Making sense of diversity estimates

devonorourke · March 21, 2019, 8:40pm

What would you make of a dataset that, when you run said OTU table through Vegan to calculate distances using defaults (Method==Bray, Binary = FALSE) and depending on whether you filter based on per-sample ASV abundances, you get very different pictures?

For example:
Data is processed with Cutadapt and DADA2 defaults, then...
Situation-1. incorporate all reads of any abundance > 1
Situation-2. Require per-sample ASVs abundance > 100
Now calculate distances, and run metaMDS...

The distances for (1) all look super close to 0. The NMDS plot looks like a dart board from a professional dart player.

The distances for (2) are varied, and the NMDS plot is scattered as if I was throwing said darts after too many gin and tonics.

My suspicion initially was that there is pervasive low level contamination, and that by filtering low abundance data, I'm getting rid of the common stuff pushing down my distances. But the Bray test is incorporating abundance information, so I'm not convinced that's what's going on.

Perhaps it's worth trying a few other distance metrics? Something like Morisita-Horn weighs the dominant (per abundance) ASVs more heavily, but short of that, I'm not sure how else to explain what I'm observing.

Thanks for your thoughts!

jwdebelius · March 21, 2019, 10:21pm

Hey @devonorourke,

Okay, many thoughts, please bear with me.

First, have you rarified your tables before calculating distance? Per Weiss 2017, you need to rarify for beta diversity.

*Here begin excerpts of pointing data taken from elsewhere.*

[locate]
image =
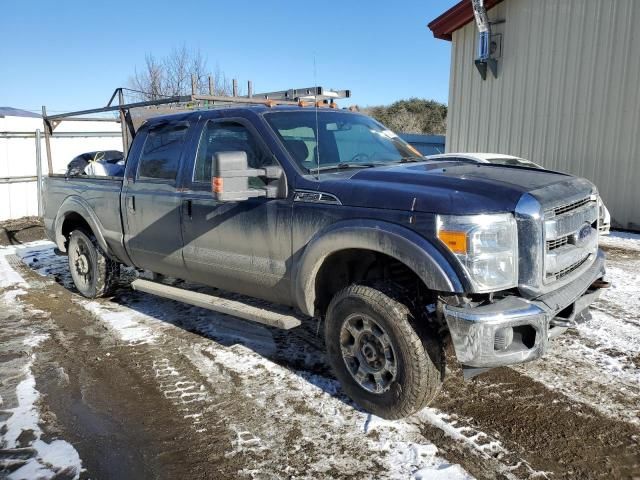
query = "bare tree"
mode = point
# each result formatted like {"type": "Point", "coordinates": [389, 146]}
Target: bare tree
{"type": "Point", "coordinates": [172, 74]}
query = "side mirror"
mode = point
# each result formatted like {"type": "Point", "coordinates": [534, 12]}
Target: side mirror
{"type": "Point", "coordinates": [231, 176]}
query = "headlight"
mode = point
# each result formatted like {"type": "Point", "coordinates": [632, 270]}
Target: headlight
{"type": "Point", "coordinates": [485, 245]}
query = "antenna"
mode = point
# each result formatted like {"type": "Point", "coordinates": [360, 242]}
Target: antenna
{"type": "Point", "coordinates": [315, 105]}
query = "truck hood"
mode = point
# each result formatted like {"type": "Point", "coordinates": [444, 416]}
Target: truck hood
{"type": "Point", "coordinates": [444, 187]}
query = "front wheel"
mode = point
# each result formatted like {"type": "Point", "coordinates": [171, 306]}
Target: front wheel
{"type": "Point", "coordinates": [94, 274]}
{"type": "Point", "coordinates": [377, 354]}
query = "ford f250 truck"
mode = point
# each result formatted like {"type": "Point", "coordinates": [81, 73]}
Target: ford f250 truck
{"type": "Point", "coordinates": [327, 211]}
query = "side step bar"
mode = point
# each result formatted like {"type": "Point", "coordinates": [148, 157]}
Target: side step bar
{"type": "Point", "coordinates": [217, 304]}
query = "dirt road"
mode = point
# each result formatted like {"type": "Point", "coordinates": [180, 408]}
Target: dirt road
{"type": "Point", "coordinates": [140, 387]}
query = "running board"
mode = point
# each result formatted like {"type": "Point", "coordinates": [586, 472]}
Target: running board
{"type": "Point", "coordinates": [217, 304]}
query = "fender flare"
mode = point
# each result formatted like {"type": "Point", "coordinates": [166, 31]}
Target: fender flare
{"type": "Point", "coordinates": [401, 243]}
{"type": "Point", "coordinates": [77, 205]}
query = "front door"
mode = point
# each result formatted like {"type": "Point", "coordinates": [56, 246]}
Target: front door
{"type": "Point", "coordinates": [152, 202]}
{"type": "Point", "coordinates": [241, 246]}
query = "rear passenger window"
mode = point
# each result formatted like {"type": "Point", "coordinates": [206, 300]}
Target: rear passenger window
{"type": "Point", "coordinates": [227, 137]}
{"type": "Point", "coordinates": [160, 157]}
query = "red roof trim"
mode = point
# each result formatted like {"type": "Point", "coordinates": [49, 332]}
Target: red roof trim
{"type": "Point", "coordinates": [454, 18]}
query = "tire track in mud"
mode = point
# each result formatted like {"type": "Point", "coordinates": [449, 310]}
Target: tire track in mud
{"type": "Point", "coordinates": [111, 406]}
{"type": "Point", "coordinates": [272, 403]}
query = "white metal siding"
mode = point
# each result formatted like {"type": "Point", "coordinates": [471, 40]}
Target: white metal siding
{"type": "Point", "coordinates": [18, 157]}
{"type": "Point", "coordinates": [567, 94]}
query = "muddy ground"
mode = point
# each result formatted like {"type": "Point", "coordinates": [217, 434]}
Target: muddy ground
{"type": "Point", "coordinates": [21, 230]}
{"type": "Point", "coordinates": [141, 387]}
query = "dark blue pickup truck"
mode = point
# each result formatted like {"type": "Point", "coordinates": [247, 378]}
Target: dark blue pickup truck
{"type": "Point", "coordinates": [326, 211]}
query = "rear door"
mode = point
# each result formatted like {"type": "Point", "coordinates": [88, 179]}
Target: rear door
{"type": "Point", "coordinates": [241, 246]}
{"type": "Point", "coordinates": [151, 199]}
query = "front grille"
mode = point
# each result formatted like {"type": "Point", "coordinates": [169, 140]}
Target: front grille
{"type": "Point", "coordinates": [557, 243]}
{"type": "Point", "coordinates": [566, 271]}
{"type": "Point", "coordinates": [567, 246]}
{"type": "Point", "coordinates": [571, 206]}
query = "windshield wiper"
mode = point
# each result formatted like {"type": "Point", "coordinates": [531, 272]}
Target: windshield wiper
{"type": "Point", "coordinates": [343, 166]}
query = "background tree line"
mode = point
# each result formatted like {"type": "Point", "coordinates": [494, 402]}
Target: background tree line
{"type": "Point", "coordinates": [171, 75]}
{"type": "Point", "coordinates": [415, 115]}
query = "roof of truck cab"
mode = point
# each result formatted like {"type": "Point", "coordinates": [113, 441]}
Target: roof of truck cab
{"type": "Point", "coordinates": [227, 109]}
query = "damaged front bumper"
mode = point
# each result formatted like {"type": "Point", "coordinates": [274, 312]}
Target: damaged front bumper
{"type": "Point", "coordinates": [516, 330]}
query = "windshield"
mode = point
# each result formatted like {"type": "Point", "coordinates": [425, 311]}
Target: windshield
{"type": "Point", "coordinates": [518, 162]}
{"type": "Point", "coordinates": [343, 140]}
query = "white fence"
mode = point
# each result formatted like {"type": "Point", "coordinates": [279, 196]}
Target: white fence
{"type": "Point", "coordinates": [18, 156]}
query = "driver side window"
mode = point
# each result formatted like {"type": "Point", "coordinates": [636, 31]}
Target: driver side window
{"type": "Point", "coordinates": [227, 136]}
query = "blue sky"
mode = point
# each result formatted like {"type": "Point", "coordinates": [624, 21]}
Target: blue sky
{"type": "Point", "coordinates": [72, 54]}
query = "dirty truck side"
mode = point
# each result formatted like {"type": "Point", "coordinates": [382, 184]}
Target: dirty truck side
{"type": "Point", "coordinates": [329, 212]}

If you're not working on rarefied tables, then sequencing depth is going to affect your observed diversity, especially with something like Bray-Curtis distance.

Second, I have questions about your filtering criteria.

Im not sure if per-sample abundance > 100 means that it has to have 100 reads in all samples (in which case, you're dropping a LOT of ASVs and should check your numbers), if it means it has to have > 100 counts total, or some composite.

I'm all for filtering out low abundance or low noise signals. I might check the distribution of my ASVs first, to see where things get cut off. Don't have one readily available, but I sometimes plot the prevalence (fraction of samples where the ASV is present) vs the non-zero average or non-zero sum and then try different filtering criteria to see how many ASVs I keep. It's semi stupid and not always the most effective, but it at least gives a sense of whether there are a lot (or a few) low abundance, high prevalence features, or if they all follow a similar distribution.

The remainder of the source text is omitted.